Thursday, March 16, 2017
For decades, department stores have anchored sprawling suburban malls, but now, as their business has languished, mall landlords are trying to attract another sort of tenant in their place: grocers.
“There has been a real acceleration of anchors closing their operations,” Mark Ordan, told the Washington Post. Ordan knows both sides of the equation as former chief executive of Fresh Fields and a former chief executive of a leading mall operator. “As traditional anchors leave, it’s an opportunity for both the mall owner and the supermarkets.”
Just last month, shares of mall real estate investment trusts dropped after J.C. Penney announced plans to close up to 140 stores this year. The mall-quake followed a spate of bad news in recent months from Macy’s and Sears, two traditional mall anchors who said they plan to close hundreds of underperforming stores.
Ordan said malls are great locations for big grocery stores because of their parking, the visibility and the large format they provide. “It makes it very attractive for the tenant,” he said.

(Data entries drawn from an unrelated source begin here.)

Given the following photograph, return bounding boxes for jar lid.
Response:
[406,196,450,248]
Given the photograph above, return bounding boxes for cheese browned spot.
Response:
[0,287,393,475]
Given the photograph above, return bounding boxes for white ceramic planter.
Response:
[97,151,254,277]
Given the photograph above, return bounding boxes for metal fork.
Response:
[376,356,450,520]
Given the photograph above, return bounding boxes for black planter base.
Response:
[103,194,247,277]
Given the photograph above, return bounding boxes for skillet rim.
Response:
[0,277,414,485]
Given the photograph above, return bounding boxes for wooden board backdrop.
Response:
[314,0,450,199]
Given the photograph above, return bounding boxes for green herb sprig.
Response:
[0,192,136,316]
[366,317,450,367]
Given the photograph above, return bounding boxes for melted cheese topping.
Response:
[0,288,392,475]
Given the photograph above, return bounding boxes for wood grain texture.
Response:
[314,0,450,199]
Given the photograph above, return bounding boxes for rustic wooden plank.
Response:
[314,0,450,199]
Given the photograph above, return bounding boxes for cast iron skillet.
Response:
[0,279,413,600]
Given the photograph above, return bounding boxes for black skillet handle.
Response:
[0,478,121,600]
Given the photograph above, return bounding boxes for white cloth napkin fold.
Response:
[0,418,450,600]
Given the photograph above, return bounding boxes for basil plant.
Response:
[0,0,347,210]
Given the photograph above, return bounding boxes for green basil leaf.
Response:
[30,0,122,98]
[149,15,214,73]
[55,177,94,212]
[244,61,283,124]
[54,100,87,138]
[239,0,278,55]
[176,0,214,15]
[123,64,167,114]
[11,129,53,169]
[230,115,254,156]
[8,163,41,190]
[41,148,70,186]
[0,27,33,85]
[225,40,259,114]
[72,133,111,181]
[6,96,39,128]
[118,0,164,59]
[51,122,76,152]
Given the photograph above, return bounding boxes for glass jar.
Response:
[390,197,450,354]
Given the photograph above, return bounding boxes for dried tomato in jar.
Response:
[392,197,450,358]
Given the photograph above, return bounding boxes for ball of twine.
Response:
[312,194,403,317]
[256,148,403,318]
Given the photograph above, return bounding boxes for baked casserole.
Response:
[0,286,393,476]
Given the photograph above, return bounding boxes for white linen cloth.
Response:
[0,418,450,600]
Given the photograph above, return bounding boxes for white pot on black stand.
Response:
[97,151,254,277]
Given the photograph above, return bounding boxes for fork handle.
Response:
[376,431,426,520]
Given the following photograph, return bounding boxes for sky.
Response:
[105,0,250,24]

It also suits the Millennial shopper, who prefers the efficiency that combines a visit to the mall with retrieving that week’s groceries.
The grocery store inhabiting the mall isn’t exactly new, but “it’s certainly an emerging trend,” said Tom McGee, chief executive of the International Council of Shopping Centers. “Part of it is convenience, the ability to do things in one location. Millennials value convenience.”
Kroger Co., the nation’s largest grocer with close to 4,000 locations, recently bought a former Macy’s space at Kingsdale Shopping Center in Upper Arlington, Ohio. At the Natick Mall in Massachusetts, according to a report in the Wall Street Journal, Wegmans Food Market is leasing 194,000 square feet of space vacated by J.C. Penney. And 365 by Whole Foods is set to open this year at College Mall in Bloomington, Ind., the report said.